Dart comes with code obfuscation argument – obfuscate in addition to the build command, which can be used to obfuscate code.
3. Secure API keys
API keys come in multiple formats but often, it’s in a form of a String. It will a lot be easier for any motivated attacker to use your API keys and abuse them if its not encrypted or obfuscated.
4. Restrict network traffic
Most apps are connected to the internet, whether to a third-party service provider or to their own servers. Typically, the exchange of information happens on a Transport Secure Layer, a.k.a. TLS, to provide a secure connection between your mobile apps and your servers.
Trusted network
One way to restrict network traffic or connection to an unsecured endpoint is through explicitly whitelisting your domain.
Certificate Pinning
You can also implement certificate pinning for your apps to restrict the secure connection to particular certificates. This ensures that the connection between your apps and your servers is trusted and authentic.
5. Limit permissions
Permissions is way for your apps to access hardware or native APIs of your users’ devices. In choosing a plugin, you should always check whether the plugin has dubious permission request.
6. Secure user data
Personally identifiable information, a.k.a. PII, is the most critical data that you don’t want to store on your apps, because when expose, you’re company is in big trouble.
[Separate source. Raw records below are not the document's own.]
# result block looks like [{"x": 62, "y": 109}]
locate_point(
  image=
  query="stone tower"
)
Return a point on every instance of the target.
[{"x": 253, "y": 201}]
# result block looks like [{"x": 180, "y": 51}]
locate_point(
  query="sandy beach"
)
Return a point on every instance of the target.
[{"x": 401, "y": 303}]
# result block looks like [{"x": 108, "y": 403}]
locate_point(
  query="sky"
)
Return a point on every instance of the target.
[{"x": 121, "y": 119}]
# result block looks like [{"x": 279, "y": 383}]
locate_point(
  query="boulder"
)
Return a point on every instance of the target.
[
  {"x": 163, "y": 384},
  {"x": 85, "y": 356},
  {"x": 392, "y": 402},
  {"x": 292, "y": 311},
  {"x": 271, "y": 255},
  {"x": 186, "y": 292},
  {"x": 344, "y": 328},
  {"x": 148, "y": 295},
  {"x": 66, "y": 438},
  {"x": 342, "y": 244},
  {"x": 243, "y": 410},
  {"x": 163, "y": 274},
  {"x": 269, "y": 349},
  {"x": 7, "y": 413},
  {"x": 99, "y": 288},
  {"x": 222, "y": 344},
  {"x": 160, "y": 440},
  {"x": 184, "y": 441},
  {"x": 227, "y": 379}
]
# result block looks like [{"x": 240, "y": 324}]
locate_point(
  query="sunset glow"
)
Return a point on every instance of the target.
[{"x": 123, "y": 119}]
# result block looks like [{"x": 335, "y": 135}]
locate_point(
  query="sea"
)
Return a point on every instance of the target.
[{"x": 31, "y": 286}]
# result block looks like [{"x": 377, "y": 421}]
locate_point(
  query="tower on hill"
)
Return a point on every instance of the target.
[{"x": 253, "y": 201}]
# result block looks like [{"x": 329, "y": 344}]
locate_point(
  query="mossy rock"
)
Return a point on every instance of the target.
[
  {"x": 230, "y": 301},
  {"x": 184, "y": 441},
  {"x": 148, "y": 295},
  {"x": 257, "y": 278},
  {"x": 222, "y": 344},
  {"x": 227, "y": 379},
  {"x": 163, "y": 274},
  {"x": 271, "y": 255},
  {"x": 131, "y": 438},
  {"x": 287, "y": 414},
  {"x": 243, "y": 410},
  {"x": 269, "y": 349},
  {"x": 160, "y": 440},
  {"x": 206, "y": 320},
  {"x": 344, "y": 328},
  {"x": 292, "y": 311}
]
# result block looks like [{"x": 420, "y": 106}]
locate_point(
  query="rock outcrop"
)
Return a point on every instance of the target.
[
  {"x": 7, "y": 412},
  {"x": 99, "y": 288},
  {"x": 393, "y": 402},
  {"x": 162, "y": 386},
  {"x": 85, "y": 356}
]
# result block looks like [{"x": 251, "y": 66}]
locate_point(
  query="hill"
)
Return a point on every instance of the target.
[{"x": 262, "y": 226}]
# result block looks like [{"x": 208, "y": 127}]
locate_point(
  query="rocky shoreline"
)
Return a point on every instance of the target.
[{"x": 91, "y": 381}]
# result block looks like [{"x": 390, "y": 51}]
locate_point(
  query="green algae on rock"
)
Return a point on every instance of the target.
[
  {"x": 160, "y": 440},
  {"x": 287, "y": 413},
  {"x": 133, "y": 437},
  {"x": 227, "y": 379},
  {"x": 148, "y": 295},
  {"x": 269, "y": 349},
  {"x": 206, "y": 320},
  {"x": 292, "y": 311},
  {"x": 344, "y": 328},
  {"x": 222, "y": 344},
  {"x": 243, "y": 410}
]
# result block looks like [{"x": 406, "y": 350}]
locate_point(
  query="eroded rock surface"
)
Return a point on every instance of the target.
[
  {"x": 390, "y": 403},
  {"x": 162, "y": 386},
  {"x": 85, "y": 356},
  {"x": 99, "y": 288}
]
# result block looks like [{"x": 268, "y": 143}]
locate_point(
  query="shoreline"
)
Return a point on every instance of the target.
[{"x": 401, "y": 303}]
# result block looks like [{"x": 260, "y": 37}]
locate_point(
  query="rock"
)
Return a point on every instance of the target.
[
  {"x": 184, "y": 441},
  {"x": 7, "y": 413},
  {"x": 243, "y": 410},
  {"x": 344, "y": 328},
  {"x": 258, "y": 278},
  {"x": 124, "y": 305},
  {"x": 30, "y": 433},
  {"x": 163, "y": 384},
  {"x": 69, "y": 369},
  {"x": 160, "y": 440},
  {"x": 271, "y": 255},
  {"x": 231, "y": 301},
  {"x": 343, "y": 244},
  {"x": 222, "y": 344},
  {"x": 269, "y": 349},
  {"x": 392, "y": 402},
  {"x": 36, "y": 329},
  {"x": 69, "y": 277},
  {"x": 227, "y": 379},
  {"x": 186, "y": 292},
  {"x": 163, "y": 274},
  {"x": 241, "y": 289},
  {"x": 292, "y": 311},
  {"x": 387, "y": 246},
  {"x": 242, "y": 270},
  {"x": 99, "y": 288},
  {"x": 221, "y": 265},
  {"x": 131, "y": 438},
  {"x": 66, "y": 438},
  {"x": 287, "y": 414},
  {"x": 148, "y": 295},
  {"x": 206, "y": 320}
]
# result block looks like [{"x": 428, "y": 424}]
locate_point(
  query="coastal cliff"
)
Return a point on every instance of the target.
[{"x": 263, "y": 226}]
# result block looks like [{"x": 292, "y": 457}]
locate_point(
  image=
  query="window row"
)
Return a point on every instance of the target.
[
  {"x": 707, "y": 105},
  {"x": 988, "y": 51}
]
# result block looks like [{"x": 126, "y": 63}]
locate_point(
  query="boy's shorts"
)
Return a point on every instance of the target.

But there are instances where PII is needed, eg. for offline-first apps. When needed, you can use flutter_secure_storage for storing PII or other sensitive data such as auth token.
7. Integrate local authentication
8. Secure your developer identity
Files like keystore, keystore.properties, Google Service Account or any secrets that can expose your developer identity should be encrypted at all times when tracking them in a repository.
Create a directory and use GPG to encrypt it.
9. Secure your CI infrastructure
Depending on whether your CI infrastructure is self-hosted or using services like Github Actions, you should be aware of what’s going on in your VMs and workflows.
Latest updates
To ensure that your apps are running in a secured environment, you should always keep your VMs up-to-date or be on a lookout for any security vulnerabilities (eg. OS updates for Linux for Android or macOS VMs for iOS)
10. Enforce strict access control
This is not Flutter related, but it’s good to have for your team.
Access Board
If you don’t have it yet, create an Access board for your team and that contains the. tickets created for each request made to access service/s. This allows your team to have transparency and record on who’s requesting for access, when, who’s provisioning it and why, etc.